When the Apollo missions went to the moon I believe they were travelling at about 10,000 miles per hour, but that was relative to Earth. For all intents they were standing still and the Earth was dropping away at 10,000 MPH.
So how do you travel at C? Relative to what exactly? What if I was travelling at 0.5 C and passed a planet travelling in the other direction at -0.5C? I would be travelling at the speed of light, no?
Hey, look I know I’m not the first to think of this extremely basic concept, but could someone please elaborate?
In essence you can’t, but in a practical sense there are reference points you can use; the sun, the local bubble, the galaxy, whatever.
But also, importantly, you can know how much you are accelerating in a particular direction.
Distances are relative also. So if, from the perspective of earth a ship was moving towards Mars at 0.5c, and Mars was moving towards the ship at 0.5c, from the perspective of the ship, its distance to Mars is much shorter, and it’s closing that distance at less than c.
Hopefully a physicist will be along to confirm everything I’ve said
You are correct, it is only possible to measure relative velocities. There is no such thing as an absolute speed, unless that speed is the speed of light, which will be measured the same in any frame of reference.
However, you are wrong about your speed being c relative to the planet in your example. In relativity, you cannot simply add velocities unless they are very small compared to the speed of light. If you are moving at a speed u in one reference system and the planet is moving at speed v in the opposite direction in same reference system, then the relative speed between you and the planet is (u+v)/(1+ u*v/c^2). If u and v are each 0.5c, as in your example, then the relative speed is c/(1+0.25)= 0.8c or 80% of the speed of light.
I just came to second what JWT Kottekoe said: you can’t just add speeds in a linear fashion once you get up into appreciable fractions of the speed of light.
The mathematics is weird…but not too awfully hard. All you need are square roots. At this level, anyway, it’s junior high school math.
As for reference points, Mijin is right. It’s a little like navigating on earth: no one has ever gone to the effort of painting latitude and longitude lines on the surface (tricky, at sea!) but you can create an artificial reference point – Greenwich, or Paris, or a GPS network – and use that to define your location.
In space, you could use the Sun, or Rigel, or the center of the Milky Way Galaxy, or some reference Cepheids in Andromeda, or just dump a signal buoy from your ship and use that.
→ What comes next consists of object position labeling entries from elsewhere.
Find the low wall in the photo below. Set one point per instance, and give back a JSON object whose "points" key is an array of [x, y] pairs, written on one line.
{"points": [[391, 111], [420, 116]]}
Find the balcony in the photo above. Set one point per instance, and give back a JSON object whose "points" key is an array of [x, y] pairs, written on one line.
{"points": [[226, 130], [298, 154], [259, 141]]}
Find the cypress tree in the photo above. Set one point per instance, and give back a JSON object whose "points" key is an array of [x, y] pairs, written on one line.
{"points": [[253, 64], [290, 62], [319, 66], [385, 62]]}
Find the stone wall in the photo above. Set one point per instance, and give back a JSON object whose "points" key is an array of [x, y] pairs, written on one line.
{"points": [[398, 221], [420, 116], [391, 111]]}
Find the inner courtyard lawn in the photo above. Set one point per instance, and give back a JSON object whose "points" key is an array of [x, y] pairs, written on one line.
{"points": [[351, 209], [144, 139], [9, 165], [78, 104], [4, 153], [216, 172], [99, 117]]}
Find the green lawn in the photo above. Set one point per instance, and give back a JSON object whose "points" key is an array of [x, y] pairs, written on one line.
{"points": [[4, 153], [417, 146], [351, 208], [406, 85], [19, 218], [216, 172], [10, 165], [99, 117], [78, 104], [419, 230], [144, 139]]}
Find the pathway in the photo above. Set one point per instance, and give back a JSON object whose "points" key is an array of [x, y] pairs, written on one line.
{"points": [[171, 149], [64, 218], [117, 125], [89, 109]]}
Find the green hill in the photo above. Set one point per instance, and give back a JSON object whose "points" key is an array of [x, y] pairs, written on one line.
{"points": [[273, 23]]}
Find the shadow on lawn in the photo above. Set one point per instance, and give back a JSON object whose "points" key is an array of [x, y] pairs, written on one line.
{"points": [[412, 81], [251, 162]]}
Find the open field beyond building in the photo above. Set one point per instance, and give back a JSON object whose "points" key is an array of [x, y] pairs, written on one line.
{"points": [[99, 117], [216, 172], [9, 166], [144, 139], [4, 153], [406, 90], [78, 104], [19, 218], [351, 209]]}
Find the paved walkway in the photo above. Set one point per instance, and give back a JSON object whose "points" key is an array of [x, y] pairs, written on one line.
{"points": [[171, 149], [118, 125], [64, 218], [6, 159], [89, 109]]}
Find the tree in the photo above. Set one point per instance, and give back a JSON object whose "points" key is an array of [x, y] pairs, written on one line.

The speed of light is constant, no matter what your reference frame. No matter how fast you’re moving relative to whatever other thing you want to choose, you will always measure the exact same speed of light. That is the one (rather bizarre) observation that leads to all of the weirdness of relativity.
Let’s say you’re sitting here motionless relative to Earth. You measure the speed of light arriving from the sun as c. Now you fly away from the sun at 1000 mph relative to the Earth. You’d logically expect that light from the sun would seem to be going at c - 1000 mph. But it’s not. It’s still c. All that has changed is that the color of the light has shifted slightly toward the red.
That’s what is behind all of relativity. Einstein’s insight was that since the speed of light can’t change, other things, like mass, size, and even time itself, must be flexible to make all the math come out correctly.
The point is that c is a limit for the relative velocities between things. By “thing” we mean stuff with mass or energy or information (all three of which are different versions of one another).
You can have massless phenomena move faster than c relative to other stuff. For example if you are in a big room and put a laser on a turntable and spin the turntable faster and faster, the spot where the laser hits the wall can go faster than c. However, depending on how you move, from your point of view that spot might become two spots or zero spots, or get to its destination before it leaves its origin, or other such things.